Data quality check

RRB · May 5, 2021, 12:36pm

Hi,

Sorry this might seem like a silly question but I am not able to figure it out.

I am looking for ways to check if the data received today is similar to the one received yesterday.

To elaborate - we receive several excel files (.csv, .xlsx etc) with 30-40 columns and 1000s of rows. Now although it is understandable that the data received yesterday won’t be exactly the same as that received today, but what I am trying to achieve is just have some sort of checks in place to see if any of the columns are missing than what we would normally expect or if the total number of records has drastically changed as compared to the day before.

Is there any way to do that? If anyone could just guide me on this, that’d be really appreciated.

Thank you.
R

dgudkov · May 5, 2021, 1:00pm

You can start with clear definitions of checks. A clear definition is usually a result of answering questions, for instance:

How would you define if a column is missing? For example, is it a column name that was present yesterday and but not today or something else? Should the column name have exactly the same spelling or there can be slight variations? Do you have optional columns which can be missing and that's OK?

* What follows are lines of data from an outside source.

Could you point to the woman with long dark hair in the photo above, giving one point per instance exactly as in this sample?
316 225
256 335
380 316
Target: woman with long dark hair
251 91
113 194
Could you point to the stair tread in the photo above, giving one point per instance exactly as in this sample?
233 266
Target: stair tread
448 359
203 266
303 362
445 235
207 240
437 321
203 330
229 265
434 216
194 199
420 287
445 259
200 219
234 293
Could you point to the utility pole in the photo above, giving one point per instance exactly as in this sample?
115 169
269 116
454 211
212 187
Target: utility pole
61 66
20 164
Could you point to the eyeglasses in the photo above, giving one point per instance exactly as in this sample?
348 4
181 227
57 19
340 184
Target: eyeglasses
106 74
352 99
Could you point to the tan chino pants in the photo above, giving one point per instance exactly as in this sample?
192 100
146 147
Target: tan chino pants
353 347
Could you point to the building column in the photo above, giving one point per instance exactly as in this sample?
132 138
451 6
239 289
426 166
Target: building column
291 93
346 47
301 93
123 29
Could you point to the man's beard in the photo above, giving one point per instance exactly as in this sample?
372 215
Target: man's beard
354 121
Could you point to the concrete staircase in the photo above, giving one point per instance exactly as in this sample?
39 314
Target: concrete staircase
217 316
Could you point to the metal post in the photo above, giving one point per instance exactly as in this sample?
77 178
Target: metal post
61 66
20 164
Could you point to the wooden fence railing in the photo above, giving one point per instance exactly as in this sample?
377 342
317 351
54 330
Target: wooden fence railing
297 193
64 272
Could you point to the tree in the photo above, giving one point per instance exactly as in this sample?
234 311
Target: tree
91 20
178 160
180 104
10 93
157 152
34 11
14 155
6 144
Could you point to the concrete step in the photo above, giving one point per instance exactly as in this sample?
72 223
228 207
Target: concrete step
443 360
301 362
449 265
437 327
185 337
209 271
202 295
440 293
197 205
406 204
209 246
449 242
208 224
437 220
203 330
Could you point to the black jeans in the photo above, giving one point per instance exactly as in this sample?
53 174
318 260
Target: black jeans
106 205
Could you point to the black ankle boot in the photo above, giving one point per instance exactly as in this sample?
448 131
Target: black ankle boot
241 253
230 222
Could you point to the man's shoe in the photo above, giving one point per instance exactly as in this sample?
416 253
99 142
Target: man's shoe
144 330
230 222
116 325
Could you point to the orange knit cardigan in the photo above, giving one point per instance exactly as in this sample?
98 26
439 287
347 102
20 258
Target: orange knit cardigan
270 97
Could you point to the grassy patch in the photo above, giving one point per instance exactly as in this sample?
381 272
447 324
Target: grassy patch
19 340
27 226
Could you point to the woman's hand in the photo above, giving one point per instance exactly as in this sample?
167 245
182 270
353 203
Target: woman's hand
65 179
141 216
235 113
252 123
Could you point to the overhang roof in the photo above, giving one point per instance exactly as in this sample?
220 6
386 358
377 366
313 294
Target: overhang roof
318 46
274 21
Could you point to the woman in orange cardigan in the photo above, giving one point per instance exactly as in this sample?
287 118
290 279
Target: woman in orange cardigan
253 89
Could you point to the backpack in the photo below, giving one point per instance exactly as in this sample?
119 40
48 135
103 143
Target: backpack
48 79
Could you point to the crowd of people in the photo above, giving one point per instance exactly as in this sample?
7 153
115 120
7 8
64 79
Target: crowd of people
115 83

What's "drastically" here? Is 10% change drastic or not? How about 5%, 20%?

And so on.

Once you have the rules clearly defined, make sure that you store somewhere and can access the data required for the rules - e.g. column names, max values, etc.

Finally, use actions and expressions in EasyMorph to construct the checks according to the definitions and using the stored data from the previous load.

RRB · May 5, 2021, 1:16pm

Hi @dgudkov

Ah ok, thank you for explaining that.

I’ll try that and let you know how it goes.

Thank you so much.
R